Church 21 Initiative Will Be Extended

Fr. Leahy outlines plans for C21 center, online education courses

By Sean Smith
Chronicle Editor

Boston College is continuing its Church in the 21st Century initiative, prompted both by the project's successful first two years and a need for ongoing discussion of key issues facing the American Catholic Church, according to University President William P. Leahy, SJ.

New Church 21 activities will include three online educational courses on Catholicism offered through BC beginning Oct. 1 and the establishment of a permanent center for C21.

C21 will continue to sponsor or co-sponsor conferences, lectures and other events on campus during the academic year. These include an Oct. 18 lecture, "How Rome Views the American Church," by John L. Allen, Rome correspondent for The National Catholic Reporter; a three-part series of weekend classes on the future of Catholic identity with New York Times religion columnist Peter Steinfels; a Nov. 18 panel discussion with BC students on campus ecumenism; and a conference next June on the priesthood in the Catholic Church.

Another C21 event, a conference titled "Handing On the Faith," took place this past weekend. The conference, which featured a lecture by Boston Archbishop Sean O'Malley, OFM, Cap., brought together more than 20 prominent Catholic scholars and leaders to discuss challenges of passing on the Catholic faith to future generations.

Interviewed last week, Fr. Leahy, who announced the extension of Church 21 at University Convocation earlier this month, elaborated on the plans, and the reasons, for continuing the initiative.

C21, he said, had been envisioned as a two-year project, first as a means of helping Catholics to deal with questions raised by the clergy sexual abuse scandal, and then to provide venues and resources to discuss challenges confronting the 21st-century Catholic Church - including the roles of lay men and women, priests and bishops; the religious education of Catholics; and sexuality in the Catholic tradition and contemporary culture.

Response to Church 21 has been consistently positive, said Fr. Leahy, and it is clear that there is still much to be done.

"As we listen to our alumni and talk to people involved in the Catholic community, the need is so apparent for education, discussion, dialogue and partnership," he said. "The desire among many, many Catholics is they want to help the Church but they are not sure about how to do that. They want to be asked to help and they want to do it in a meaningful way. They want to be involved in activity.

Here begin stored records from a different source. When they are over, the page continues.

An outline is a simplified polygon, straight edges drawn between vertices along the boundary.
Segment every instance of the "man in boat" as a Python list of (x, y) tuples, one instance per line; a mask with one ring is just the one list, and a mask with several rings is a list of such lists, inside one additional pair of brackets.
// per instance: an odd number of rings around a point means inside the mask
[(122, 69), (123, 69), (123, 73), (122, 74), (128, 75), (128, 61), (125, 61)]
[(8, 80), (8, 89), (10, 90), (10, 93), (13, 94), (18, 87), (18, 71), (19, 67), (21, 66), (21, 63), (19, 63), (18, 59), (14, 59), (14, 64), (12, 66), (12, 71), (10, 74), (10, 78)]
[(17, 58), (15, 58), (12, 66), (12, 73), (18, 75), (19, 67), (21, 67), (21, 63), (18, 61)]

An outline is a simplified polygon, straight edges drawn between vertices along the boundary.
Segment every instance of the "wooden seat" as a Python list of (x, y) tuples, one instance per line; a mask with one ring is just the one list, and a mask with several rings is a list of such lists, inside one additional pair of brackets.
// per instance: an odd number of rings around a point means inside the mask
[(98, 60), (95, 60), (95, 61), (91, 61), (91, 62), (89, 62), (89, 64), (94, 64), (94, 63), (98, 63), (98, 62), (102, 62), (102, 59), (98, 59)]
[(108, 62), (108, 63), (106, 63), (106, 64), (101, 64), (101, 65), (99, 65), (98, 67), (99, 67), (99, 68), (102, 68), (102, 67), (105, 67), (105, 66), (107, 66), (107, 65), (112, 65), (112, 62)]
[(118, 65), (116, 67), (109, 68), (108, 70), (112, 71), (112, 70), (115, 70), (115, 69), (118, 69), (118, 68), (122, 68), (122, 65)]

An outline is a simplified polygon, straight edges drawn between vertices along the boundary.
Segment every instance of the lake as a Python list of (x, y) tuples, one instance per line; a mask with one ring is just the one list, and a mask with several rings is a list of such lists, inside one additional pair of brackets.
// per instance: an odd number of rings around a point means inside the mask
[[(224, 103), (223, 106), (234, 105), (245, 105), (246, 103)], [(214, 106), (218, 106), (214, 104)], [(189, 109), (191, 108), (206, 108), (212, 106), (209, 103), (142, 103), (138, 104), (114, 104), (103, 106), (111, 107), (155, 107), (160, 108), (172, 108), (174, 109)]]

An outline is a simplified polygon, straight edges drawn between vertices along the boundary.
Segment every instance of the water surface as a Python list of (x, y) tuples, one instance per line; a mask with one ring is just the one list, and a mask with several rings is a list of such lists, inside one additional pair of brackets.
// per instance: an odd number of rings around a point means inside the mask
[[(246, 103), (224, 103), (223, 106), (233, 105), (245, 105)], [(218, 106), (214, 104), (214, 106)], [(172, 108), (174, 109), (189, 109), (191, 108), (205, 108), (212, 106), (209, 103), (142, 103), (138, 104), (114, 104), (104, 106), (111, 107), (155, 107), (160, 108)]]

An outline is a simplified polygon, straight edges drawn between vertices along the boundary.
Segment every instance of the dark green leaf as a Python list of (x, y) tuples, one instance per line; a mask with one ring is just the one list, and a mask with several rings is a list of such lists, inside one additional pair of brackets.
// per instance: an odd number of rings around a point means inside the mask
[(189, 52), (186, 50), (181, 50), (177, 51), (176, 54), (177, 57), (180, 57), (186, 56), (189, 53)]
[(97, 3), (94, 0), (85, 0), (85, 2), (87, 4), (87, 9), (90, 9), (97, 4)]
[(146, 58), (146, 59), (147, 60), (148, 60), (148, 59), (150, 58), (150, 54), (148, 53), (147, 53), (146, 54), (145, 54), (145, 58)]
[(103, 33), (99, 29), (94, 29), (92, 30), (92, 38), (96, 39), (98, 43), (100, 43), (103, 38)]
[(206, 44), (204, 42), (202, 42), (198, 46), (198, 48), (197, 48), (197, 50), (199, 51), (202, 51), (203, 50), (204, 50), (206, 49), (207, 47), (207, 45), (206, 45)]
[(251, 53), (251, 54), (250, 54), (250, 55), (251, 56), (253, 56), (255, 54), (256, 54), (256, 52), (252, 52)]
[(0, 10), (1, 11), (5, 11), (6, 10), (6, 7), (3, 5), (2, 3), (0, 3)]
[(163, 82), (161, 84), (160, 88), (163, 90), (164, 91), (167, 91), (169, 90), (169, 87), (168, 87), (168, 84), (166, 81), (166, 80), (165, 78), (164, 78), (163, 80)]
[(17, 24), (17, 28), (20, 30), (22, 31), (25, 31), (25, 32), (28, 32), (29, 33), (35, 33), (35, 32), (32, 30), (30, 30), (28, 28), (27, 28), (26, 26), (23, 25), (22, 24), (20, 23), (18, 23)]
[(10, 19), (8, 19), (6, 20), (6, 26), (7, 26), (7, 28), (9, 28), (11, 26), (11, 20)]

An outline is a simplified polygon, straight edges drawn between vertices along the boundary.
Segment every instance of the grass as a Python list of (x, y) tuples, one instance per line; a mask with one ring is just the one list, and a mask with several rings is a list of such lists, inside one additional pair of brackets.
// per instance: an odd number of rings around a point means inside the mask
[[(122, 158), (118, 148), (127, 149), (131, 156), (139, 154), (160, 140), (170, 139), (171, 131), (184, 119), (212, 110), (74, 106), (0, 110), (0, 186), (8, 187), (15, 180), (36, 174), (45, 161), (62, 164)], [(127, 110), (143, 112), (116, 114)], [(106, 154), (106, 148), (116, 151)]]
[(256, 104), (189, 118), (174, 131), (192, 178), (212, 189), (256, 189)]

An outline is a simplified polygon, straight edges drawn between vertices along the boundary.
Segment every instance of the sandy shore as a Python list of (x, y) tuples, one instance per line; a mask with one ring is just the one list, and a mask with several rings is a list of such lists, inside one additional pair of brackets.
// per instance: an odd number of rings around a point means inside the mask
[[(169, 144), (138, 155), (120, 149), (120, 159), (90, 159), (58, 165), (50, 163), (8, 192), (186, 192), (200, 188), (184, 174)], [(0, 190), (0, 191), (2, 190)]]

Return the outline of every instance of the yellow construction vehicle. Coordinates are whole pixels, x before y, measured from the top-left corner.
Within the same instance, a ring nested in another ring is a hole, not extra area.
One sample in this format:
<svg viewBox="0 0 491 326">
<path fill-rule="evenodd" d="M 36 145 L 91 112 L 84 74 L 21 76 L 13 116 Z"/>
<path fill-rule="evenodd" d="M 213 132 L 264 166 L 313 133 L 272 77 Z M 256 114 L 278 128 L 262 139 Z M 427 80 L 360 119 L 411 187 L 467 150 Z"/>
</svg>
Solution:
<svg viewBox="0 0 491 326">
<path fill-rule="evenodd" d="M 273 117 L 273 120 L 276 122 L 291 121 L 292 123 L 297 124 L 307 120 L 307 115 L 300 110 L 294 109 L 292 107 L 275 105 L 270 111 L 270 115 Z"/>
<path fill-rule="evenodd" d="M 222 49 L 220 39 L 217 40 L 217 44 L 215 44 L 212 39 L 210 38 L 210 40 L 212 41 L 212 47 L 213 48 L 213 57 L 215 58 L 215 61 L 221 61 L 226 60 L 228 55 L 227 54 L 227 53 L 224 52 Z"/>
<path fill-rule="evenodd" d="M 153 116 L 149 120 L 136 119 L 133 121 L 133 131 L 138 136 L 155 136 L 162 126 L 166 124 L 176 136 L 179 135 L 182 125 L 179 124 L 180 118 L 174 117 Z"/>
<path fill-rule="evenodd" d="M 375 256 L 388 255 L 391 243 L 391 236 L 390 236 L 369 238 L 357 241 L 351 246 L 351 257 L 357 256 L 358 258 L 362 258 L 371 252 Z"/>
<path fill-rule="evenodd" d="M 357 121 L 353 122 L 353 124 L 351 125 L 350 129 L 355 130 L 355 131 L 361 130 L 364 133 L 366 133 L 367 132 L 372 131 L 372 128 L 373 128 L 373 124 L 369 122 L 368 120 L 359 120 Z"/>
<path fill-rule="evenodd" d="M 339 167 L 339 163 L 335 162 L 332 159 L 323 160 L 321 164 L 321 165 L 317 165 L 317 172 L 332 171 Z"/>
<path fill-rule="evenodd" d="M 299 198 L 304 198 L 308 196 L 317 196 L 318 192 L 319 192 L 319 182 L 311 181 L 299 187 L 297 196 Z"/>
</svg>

"There are certain things a Catholic university can do, and we have identified areas in which we think we could engage specific issues. These will continue to provide the focus in Church 21 activities."

Fr. Leahy cited the on-line education courses, developed in collaboration with BC's Institute for Religious Education and Pastoral Ministry, as an example of the resources C21 can offer. The first course, What Makes Us Catholic, will be taught by IREPM Director Prof. Thomas Groome (Theology), a widely read author of books on Catholicism and Catholic education, and IREPM faculty member Barbara Radtke. It will be available to the public at a cost of $75.

The focus of the four-week course, which also will be offered in January, will be to integrate Catholic Christian faith into "real life," suggesting a spirituality to sustain people in the everyday. Along with the written text, brief video segments with Groome and Radtke as well as other resources will be provided to stimulate discussion. Each participant will be assigned to a small community for conversation and faith sharing.

In March, Radtke will lead another on-line course geared toward helping parents in their efforts to provide faith education for their children.

Fr. Leahy also said the University is in the process of searching for a person to direct the C21 center. The goal is to have a director by June, he said.

"Our intention with C21 is not to replace the Catholic Church nor become the Catholic Church," said Fr. Leahy.

"As a Jesuit and Catholic university, part of our mission is to help address the needs of the Church and the Catholic community. From all we have heard, C21 is doing that, and we believe it can contribute to assisting the Church and its members to move from crisis to renewal."